En concreto, la línea 318 de hortalizas al aire libre de ciclo primavera-verano incluye, entre otras, al tomate, la berenjena, el melón, la calabaza, o la sandía. Mientras que la línea 327 incluye las explotaciones hortícolas en ciclos sucesivos, como es el caso de la coliflor, el brócoli, las espinacas, acelgas, entre otros cultivos.

Sin ánimo de presagiar nada negativo, desde UPA recuerdan cómo se han dado los meses de mayo y junio de los últimos años, en los cuales el sector agroalimentario de la región sufrió de manera directa y dañina lo que se calificó en su día de “desastres meteorológicos” que echan a perder un año de trabajo en numerosas explotaciones. El año pasado se sufrió en las cinco provincias de Castilla-La Mancha en diversas comarcas y numerosos municipios. De ahí que este tipo de jornadas informativas sean más que necesarias para analizar y evaluar las opciones que tienen los agricultores. La jornada se celebrará en las instalaciones del Hotel Restaurante Emilio a partir de las seis de la tarde.

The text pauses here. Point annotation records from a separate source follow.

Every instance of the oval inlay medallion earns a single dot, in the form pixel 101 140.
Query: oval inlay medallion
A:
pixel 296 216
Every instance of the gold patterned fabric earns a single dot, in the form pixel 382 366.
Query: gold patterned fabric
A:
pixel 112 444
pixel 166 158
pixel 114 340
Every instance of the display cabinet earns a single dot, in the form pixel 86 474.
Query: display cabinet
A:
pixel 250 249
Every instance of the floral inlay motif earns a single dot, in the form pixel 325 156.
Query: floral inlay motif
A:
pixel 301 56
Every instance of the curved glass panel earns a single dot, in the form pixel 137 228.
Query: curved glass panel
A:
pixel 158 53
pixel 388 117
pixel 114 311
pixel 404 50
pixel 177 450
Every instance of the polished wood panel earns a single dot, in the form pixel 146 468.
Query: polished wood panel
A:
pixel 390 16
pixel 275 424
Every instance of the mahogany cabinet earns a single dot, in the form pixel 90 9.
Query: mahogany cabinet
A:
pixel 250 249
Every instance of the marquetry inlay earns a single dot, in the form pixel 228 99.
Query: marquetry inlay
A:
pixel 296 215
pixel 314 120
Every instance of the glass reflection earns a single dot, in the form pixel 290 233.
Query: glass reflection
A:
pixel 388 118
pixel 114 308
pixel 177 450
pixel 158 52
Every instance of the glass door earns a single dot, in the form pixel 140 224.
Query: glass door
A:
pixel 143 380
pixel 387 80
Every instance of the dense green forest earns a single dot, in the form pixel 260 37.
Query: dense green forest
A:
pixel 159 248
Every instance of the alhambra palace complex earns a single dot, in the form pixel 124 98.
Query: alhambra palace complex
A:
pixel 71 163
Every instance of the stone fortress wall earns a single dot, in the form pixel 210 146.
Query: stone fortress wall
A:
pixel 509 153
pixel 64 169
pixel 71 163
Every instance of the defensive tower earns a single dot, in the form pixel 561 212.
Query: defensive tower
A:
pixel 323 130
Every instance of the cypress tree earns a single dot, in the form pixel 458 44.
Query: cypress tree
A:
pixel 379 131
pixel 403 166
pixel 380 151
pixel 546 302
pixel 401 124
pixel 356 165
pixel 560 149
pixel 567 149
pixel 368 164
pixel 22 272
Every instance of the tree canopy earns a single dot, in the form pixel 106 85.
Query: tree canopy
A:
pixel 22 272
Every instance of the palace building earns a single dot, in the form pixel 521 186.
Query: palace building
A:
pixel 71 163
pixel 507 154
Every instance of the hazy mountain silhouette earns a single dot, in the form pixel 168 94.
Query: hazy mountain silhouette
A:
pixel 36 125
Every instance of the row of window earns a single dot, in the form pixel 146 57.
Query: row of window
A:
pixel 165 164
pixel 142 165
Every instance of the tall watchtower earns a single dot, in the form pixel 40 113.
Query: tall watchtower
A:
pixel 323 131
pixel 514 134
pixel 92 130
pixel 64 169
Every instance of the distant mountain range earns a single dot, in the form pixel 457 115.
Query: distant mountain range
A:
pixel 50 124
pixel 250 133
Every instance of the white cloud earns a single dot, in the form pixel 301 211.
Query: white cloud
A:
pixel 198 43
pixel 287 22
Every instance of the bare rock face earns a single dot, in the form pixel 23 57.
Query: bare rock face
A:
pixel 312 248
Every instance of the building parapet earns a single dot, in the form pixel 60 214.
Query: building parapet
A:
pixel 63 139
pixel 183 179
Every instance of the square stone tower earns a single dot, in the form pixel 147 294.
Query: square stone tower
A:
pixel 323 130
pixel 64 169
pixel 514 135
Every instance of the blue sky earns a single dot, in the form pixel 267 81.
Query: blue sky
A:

El carácter divulgador e informativo de estas jornadas ofrece a los agricultores referencias claras de qué y cómo asegurar pero, sobre todo, la importancia de disponer de seguro agrario como única herramienta ante el desastre que puede suponer una helada, el granizo, entre otros efectos. El responsable de Seguros Agrarios de UPA Castilla-La Mancha, Pedro González, lleva tiempo insistiendo en que el cambio climático y las condiciones climatológicas están afectando a los agricultores y a sus cultivos. Esta primavera ya se ha sufrido el almendro y frutales en diversas comarcas, de ahí que ofrecer a los agricultores el máximo de herramientas para mitigar los efectos negativos sea fundamental para la organización agraria.